Second, any humanism that makes human being's the measure of all things is an ideology that is bound to have a narrow, parochial and ideological limitation to it.

**  That is the same God that atheists want to be everyone's God so they can knock it over.   It's been my experience that few things will annoy an atheist like pointing out that you don't believe in the God that they don't believe in and that you've either never believed in that God or you left that God behind in childhood.

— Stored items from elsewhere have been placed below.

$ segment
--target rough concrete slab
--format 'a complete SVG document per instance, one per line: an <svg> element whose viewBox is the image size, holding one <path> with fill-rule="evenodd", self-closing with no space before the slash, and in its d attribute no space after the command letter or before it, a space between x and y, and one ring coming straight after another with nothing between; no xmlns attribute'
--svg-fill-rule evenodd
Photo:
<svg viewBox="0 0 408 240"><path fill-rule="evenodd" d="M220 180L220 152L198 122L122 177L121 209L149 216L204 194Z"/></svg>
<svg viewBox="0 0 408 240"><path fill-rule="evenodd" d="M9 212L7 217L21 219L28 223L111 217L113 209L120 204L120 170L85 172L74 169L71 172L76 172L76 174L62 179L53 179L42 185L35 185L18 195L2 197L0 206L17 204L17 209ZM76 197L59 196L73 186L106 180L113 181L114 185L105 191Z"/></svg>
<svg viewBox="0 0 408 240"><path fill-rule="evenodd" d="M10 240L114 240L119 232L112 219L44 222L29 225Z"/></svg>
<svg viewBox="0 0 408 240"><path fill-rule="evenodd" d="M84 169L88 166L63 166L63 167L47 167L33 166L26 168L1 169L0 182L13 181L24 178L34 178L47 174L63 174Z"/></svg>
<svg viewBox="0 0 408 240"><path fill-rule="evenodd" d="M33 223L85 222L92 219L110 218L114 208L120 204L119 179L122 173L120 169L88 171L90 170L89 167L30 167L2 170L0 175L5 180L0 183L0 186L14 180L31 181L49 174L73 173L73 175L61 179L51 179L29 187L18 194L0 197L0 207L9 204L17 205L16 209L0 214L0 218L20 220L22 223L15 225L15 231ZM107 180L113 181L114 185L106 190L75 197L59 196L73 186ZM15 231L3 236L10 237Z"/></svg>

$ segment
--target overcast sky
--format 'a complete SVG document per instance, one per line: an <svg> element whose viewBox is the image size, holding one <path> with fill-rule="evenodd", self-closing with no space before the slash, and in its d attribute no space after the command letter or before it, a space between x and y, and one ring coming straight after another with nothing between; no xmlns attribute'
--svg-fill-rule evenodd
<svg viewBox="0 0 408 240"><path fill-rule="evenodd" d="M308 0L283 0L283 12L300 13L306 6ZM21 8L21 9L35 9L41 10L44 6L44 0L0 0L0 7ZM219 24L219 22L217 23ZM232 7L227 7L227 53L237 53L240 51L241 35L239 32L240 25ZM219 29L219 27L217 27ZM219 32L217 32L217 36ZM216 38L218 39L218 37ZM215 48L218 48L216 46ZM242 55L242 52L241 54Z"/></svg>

I think it's one of the things that will increasingly characterize Christianity that it is a religion that is adopted by adults and will be the product of mature reflection instead of a catechism read before you, as a child, are "confirmed" in a faith you don't believe.

1 comment:

  1. I agree, in heart, with Rahner's critique of modern sermons. But try preaching as he advises, and too often you find yourself tossing pearls before swine. It is certainly a radical shift from a religious culture still, in America anyway, largely mired in the 19th century, pious sentimentality and all.